À trop haut prix, je crois, se cotent les modernes.
Ils jugent par trop vif le feu de leurs lanternes,
Sans savoir si pourtant cette neuve clarté
Ira comme l’antique à la postérité.
À mon sens, les anciens faisaient moins de tapage ;
Mais, doués par le ciel d’un esprit juste et sage,
Ils aimaient la nature, et, l’observant sans fin,
En rendaient les contours d’un pinceau net et fin.

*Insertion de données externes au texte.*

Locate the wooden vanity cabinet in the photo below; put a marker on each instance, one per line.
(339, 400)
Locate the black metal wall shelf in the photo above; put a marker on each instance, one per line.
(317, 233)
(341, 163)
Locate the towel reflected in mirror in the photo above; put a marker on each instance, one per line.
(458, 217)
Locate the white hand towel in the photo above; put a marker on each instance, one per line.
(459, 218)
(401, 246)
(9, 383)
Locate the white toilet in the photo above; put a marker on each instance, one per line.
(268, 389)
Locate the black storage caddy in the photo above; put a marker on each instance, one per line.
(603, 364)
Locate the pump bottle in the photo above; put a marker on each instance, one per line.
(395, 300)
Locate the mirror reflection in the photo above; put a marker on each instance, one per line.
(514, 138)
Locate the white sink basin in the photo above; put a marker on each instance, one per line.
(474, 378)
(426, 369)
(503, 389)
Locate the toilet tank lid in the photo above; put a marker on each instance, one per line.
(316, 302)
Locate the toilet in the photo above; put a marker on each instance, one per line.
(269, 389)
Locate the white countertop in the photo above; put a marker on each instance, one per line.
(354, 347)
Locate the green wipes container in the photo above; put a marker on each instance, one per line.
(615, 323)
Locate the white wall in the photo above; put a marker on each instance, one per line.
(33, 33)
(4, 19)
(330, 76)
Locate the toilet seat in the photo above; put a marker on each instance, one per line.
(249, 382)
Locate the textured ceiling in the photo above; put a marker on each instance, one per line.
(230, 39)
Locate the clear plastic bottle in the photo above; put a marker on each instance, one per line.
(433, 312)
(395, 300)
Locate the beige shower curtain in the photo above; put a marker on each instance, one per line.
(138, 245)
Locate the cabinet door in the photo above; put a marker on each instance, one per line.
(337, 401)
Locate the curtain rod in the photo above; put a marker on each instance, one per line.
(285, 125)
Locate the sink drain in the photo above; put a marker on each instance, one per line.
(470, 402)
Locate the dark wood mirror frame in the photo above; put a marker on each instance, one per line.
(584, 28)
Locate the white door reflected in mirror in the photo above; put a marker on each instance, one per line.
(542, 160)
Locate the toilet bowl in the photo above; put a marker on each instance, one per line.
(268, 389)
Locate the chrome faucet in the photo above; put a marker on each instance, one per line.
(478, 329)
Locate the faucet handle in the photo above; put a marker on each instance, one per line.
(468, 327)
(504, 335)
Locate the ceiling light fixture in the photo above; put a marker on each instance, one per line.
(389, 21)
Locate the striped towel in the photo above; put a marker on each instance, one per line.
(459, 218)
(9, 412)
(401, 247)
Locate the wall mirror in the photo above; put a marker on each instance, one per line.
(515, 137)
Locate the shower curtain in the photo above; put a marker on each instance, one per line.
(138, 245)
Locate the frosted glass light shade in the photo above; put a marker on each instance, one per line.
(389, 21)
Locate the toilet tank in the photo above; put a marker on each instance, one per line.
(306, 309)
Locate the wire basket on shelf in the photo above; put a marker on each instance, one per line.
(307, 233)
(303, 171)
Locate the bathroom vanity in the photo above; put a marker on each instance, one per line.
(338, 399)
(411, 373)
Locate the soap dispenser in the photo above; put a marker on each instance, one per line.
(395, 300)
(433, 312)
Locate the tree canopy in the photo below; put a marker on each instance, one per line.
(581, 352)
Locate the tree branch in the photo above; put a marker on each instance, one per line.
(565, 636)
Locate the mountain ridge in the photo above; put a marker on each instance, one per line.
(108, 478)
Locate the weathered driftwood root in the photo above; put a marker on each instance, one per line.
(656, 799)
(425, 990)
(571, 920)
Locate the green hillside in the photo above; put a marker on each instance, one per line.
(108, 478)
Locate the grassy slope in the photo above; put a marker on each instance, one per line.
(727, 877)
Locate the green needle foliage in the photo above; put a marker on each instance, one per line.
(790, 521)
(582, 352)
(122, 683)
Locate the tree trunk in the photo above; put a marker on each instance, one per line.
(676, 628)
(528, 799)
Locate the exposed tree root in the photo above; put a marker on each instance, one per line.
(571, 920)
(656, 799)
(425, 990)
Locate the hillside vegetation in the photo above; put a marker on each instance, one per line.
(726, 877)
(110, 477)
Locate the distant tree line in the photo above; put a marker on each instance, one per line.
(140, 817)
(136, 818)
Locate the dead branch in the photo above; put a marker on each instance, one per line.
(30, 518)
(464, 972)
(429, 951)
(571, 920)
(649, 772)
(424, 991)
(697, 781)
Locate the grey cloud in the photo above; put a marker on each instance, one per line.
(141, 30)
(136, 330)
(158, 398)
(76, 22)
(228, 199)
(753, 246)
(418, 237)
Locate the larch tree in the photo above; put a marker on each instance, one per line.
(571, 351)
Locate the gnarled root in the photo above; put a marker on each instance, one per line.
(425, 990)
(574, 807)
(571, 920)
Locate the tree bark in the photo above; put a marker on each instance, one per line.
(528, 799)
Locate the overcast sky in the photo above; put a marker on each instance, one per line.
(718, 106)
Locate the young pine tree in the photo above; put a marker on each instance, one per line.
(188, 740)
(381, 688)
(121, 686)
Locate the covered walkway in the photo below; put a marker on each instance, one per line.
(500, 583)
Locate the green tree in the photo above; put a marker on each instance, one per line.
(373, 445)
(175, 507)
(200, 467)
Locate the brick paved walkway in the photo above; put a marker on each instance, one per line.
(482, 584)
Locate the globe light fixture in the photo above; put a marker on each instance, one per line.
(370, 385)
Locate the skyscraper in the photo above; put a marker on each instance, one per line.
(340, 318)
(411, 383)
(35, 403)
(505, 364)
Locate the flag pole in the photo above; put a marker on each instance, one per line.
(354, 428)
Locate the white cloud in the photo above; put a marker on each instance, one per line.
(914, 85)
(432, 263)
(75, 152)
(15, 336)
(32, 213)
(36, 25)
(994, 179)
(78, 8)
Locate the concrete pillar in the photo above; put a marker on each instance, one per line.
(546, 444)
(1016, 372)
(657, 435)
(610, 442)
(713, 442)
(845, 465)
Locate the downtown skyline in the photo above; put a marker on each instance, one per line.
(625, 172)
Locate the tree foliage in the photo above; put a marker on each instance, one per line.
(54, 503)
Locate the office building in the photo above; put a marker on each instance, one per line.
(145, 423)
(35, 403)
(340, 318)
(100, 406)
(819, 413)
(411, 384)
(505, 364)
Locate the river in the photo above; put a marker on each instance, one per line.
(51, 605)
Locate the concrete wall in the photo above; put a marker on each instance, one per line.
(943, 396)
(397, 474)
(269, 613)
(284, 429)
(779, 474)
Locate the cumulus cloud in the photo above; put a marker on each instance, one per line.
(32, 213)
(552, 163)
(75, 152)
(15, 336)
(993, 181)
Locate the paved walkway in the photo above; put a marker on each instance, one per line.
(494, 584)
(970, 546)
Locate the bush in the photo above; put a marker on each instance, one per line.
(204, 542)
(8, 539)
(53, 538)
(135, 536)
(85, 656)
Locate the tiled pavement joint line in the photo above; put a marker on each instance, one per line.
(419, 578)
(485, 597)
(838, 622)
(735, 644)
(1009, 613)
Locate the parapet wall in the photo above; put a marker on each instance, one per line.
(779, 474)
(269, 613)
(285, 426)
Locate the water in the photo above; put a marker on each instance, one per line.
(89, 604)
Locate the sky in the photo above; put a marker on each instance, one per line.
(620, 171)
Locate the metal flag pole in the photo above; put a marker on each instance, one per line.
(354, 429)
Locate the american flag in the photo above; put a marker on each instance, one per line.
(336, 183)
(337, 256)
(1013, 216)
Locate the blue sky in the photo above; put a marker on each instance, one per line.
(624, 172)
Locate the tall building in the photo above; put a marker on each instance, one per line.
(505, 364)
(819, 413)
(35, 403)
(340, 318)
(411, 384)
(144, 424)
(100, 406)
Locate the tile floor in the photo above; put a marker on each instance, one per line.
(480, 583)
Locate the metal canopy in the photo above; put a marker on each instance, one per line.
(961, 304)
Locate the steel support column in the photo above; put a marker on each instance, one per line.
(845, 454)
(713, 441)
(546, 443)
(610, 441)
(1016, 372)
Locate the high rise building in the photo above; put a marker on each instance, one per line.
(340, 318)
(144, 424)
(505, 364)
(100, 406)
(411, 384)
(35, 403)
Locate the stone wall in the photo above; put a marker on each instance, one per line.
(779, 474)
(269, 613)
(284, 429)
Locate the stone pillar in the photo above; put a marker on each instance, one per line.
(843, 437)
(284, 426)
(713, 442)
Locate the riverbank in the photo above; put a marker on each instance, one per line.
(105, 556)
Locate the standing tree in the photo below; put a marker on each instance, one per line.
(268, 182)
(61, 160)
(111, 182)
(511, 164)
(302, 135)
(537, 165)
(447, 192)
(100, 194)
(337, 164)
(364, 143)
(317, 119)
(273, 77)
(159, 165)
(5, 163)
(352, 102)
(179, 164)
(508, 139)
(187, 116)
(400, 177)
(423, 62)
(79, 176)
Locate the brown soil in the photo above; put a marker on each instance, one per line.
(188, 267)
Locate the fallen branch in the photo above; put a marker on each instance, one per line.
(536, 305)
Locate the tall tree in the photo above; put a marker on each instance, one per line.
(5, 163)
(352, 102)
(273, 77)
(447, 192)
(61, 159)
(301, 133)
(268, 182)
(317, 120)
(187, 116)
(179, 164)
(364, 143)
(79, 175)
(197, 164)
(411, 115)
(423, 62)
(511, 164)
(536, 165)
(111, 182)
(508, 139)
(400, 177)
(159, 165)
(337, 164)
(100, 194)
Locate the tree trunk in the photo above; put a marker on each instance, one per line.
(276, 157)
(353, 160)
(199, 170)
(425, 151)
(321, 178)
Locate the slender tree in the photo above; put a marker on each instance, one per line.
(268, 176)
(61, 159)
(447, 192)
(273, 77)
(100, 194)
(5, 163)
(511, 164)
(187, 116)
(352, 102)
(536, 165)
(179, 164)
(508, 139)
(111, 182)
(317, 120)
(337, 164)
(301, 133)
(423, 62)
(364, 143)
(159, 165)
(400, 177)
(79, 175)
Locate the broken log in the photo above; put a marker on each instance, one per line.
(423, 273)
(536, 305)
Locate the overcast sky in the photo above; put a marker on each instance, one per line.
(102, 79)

De là tous ces beaux vers que la grâce décore,
Nés depuis trois mille ans et qui vivent encore,
Ces écrits pleins de sens, de vigueur et de sel,
Où la vérité mit son cachet immortel.
Aussi qui tient en main l’un de ces beaux génies
A-t-il d’en profiter de terribles envies,
Et se sent-il tenté, par un adroit larcin,
D’enlever une pierre à son brillant écrin,
De découper un pan de sa pourpre divine
Pour faire que la sienne un peu plus s’illumine,
Pensant qu’à cette robe arracher un morceau
N’est point se revêtir d’un stérile lambeau
D’étoffe, mais qu’avec ce fin tissu de laine
C’est ravir une part de la nature humaine,
De ce fond immortel qui ne change jamais,
Quel qu’en soit le pays et quels qu’en soient les traits.
Voilà ce que j’essaie… Ah ! quand la veine s’use,
Que pour nous de baisers moins prodigue est la Muse,
Il faut se départir des grands airs d’inventeur
Et faire volontiers œuvre d’imitateur.
À ce métier d’ailleurs, si j’ai bonne mémoire,
On peut encor parfois grapiller quelque gloire.

LA BONNE TACTIQUE

Un matin, dégoûté de la rime indocile,
Dans un coin populeux de notre grande ville
J’errais, quand tout à coup s’élève une rumeur :
Un homme s’enfuyait en criant : Au voleur !
Et désignait du doigt la route présumable
Que dans son vif élan avait pris le coupable.